News Corp leaders from James Murdoch to Les Hinton face killer question: Why no earlier internal investigation?
By Ben W. Heineman and Jr.,
Ben W. Heineman, Jr., is a panelist for The Washington Post’s On Leadership section.
There were at least three points in recent years when the leaders of News Corp and News International (News Corp’s U.K. holding company for newspaper properties) could have ordered a no-holds-barred, independent internal investigation into illegal hacking practices by its reporters and their hired investigators.
In 2005, the leaders knew about hacking directed at Prince William—which led to prison for the News of the World “royals” reporter (and an outside private investigator).
Then in 2007 and again in 2009, News Corp executive Les Hinton, former chairman of News International and now CEO of Dow Jones (the News Corp unit that owns the Wall Street Journal), was hauled before parliament and blithely said there was no evidence that more than one reporter was involved in illegal hacking.
And recently James Murdoch, currently deputy chief operating officer of News Corp, has been settling cases on a confidential basis with individuals who came forward with evidence they had been “hacked”. He seems to have been remarkably incurious, though, about how many more cases might be in the queue.
It appears the leadership of News Corp and of News International for years have refused to undertake a full-scale, independent internal investigation to find out the scope of the illegality, fix blame internally, and change practices and culture to prevent recurrences in the future.
James Murdoch said recently that now-defunct tabloid News of the World and its corporate parent, News International, had failed to get to the bottom “of repeated wrong-doing that occurred” and “wrongly maintained that these issues were confined to one reporter.” In short, News Corp subsidiaries had not told parliament, the police and others the truth.
Why didn’t News Corp and its various arms years ago scrub the activities of its reporters and its executives, once the first cases of wrong-doing had emerged? Most major global corporations would have done just that.
One supposition is that they knew senior executives were involved in decision-making and approval of such activities, and didn’t want internal documents showing as much. A second supposition is that they strongly suspected endemic illegality but wanted to turn a blind eye for competitive reasons, since the scoops obtained through illicit means helped boost circulation and profitability.
In either event, this massive failure of leaders to seek the truth and act on it raises a fundamental question about the integrity and fitness of News Corp executives who touched News Corp UK newspapers. It is one of the “killer questions” that will be directed at Rupert Murdoch, James Murdoch and Rebekah Brooks (who resigned on Friday as News International head) when they appear before a parliamentary committee next week—under threat of subpoena, in the case of both Murdochs .

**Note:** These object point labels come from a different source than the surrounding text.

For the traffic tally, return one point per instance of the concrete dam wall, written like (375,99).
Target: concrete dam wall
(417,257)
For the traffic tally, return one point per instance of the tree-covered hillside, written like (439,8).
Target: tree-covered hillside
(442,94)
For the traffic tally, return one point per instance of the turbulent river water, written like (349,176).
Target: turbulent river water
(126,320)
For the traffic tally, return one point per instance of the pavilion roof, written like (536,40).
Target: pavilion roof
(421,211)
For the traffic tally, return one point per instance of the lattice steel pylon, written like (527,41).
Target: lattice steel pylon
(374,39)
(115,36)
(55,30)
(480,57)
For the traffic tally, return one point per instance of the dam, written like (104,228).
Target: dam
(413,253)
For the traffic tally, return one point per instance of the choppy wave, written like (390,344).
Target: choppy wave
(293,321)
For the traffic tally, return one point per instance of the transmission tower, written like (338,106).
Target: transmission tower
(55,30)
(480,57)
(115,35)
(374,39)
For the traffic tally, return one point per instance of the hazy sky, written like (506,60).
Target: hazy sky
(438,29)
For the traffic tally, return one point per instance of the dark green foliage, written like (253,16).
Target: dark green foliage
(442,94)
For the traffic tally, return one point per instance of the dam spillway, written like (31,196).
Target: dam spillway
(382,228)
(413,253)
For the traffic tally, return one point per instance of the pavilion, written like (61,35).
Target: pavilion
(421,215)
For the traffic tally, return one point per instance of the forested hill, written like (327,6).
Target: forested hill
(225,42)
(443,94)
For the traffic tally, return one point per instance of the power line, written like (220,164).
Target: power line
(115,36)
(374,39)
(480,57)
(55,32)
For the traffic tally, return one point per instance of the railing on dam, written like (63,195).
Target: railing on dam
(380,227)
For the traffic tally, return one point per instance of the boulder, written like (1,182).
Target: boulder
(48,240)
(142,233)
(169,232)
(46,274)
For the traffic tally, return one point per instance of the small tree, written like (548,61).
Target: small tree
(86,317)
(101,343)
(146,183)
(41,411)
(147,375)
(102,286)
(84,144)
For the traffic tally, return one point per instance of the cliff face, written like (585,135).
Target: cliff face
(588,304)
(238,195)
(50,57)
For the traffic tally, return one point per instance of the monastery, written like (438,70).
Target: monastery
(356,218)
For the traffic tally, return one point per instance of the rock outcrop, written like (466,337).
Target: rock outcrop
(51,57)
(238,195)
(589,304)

It is hard to imagine a good answer. The appearance is so strong that they haven’t wanted to shine a light of truth on their U.K. newspapers. Now they have lost control, and the independent investigation led by a respected member of the British judiciary is going to be painful—or worse.
In an interview with the Wall Street Journal on July 14, Rupert Murdoch suddenly announced that he would appoint an “independent” committee to “investigate every charge of improper conduct.” Great. But it’s at least six years too late. And it’s of a piece with other “dramatic” News Corp tactics: closing down News of the World, withdrawing a BSkyB deal, announcing a major share buy-back. These moves just try to deflect immediate attention from the ultimate question of culpability and possibly criminality in the executive levels, not just in the reportorial corps.